Differentiate the following functions with respect to x :

Solution:

Let $y=\log \sqrt{\frac{1-\cos x}{1+\cos x}}$

On differentiating $y$ with respect to $x$, we get

$\frac{d y}{d x}=\frac{d}{d x}\left(\log \sqrt{\frac{1-\cos x}{1+\cos x}}\right)$

$\Rightarrow \frac{\mathrm{dy}}{\mathrm{dx}}=\frac{\mathrm{d}}{\mathrm{dx}}\left[\log \left(\frac{1-\cos \mathrm{x}}{1+\cos \mathrm{x}}\right)^{\frac{1}{2}}\right]$

We know $\frac{\mathrm{d}}{\mathrm{dx}}(\log \mathrm{x})=\frac{1}{\mathrm{x}}$

$\Rightarrow \frac{\mathrm{dy}}{\mathrm{dx}}=\frac{1}{\left(\frac{1-\cos \mathrm{x}}{1+\cos \mathrm{x}}\right)^{\frac{1}{2}}} \frac{\mathrm{d}}{\mathrm{dx}}\left[\left(\frac{1-\cos \mathrm{x}}{1+\cos \mathrm{x}}\right)^{\frac{1}{2}}\right]$ [using chain rule]

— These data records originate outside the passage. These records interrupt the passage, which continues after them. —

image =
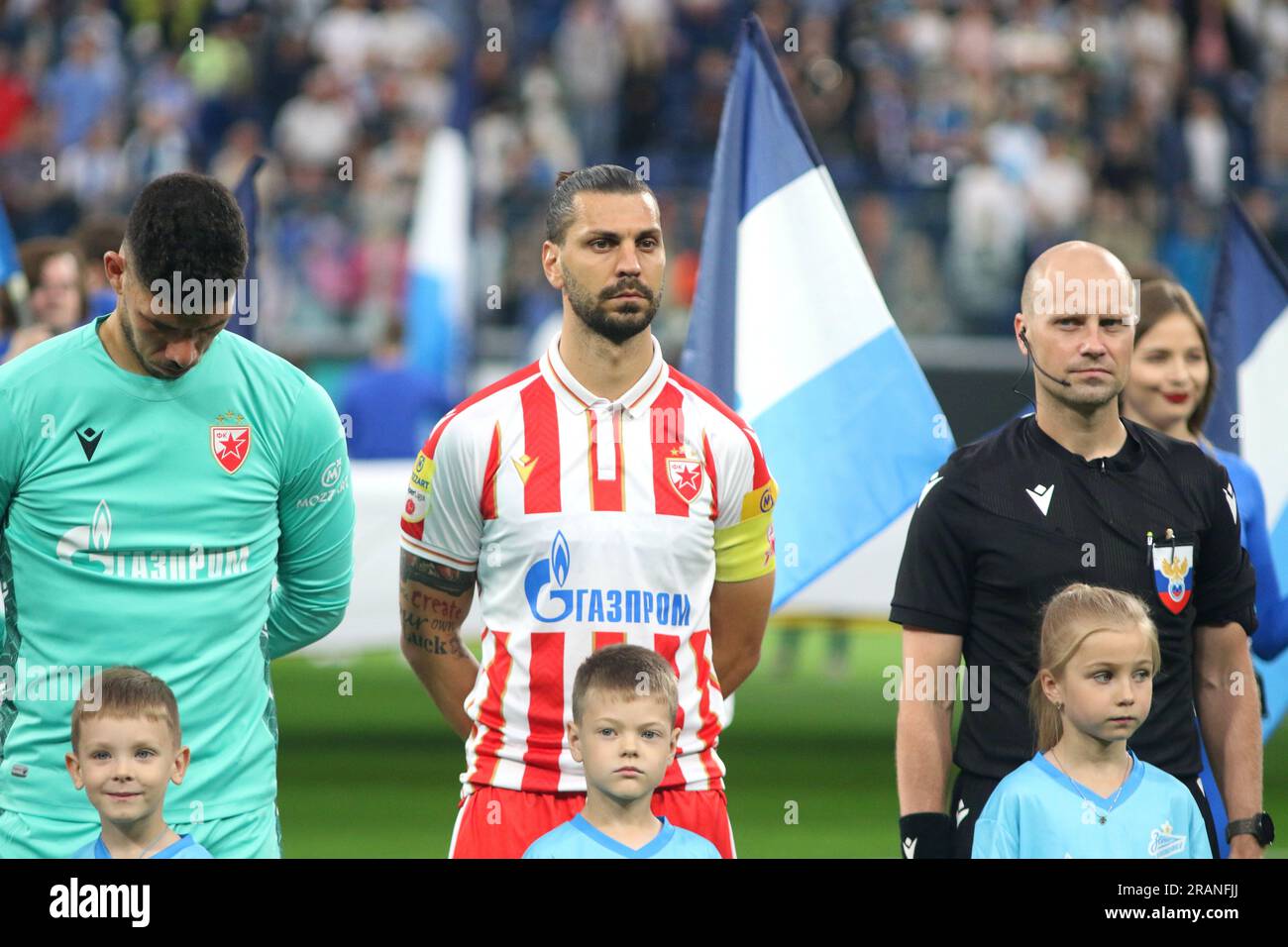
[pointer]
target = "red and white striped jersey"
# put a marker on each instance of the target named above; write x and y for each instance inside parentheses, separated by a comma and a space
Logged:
(589, 523)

$\Rightarrow \frac{\mathrm{dy}}{\mathrm{dx}}=\left(\frac{1-\cos \mathrm{x}}{1+\cos \mathrm{x}}\right)^{-\frac{1}{2}} \frac{\mathrm{d}}{\mathrm{dx}}\left[\left(\frac{1-\cos \mathrm{x}}{1+\cos \mathrm{x}}\right)^{\frac{1}{2}}\right]$

We know $\frac{\mathrm{d}}{\mathrm{dx}}\left(\mathrm{x}^{\mathrm{n}}\right)=\mathrm{n} \mathrm{x}^{\mathrm{n}-1}$

$\Rightarrow \frac{\mathrm{dy}}{\mathrm{dx}}=\left(\frac{1-\cos \mathrm{x}}{1+\cos \mathrm{x}}\right)^{-\frac{1}{2}} \frac{1}{2}\left(\frac{1-\cos \mathrm{x}}{1+\cos \mathrm{x}}\right)^{\frac{1}{2}-1} \frac{\mathrm{d}}{\mathrm{dx}}\left(\frac{1-\cos \mathrm{x}}{1+\cos \mathrm{x}}\right)$ [using chain rule]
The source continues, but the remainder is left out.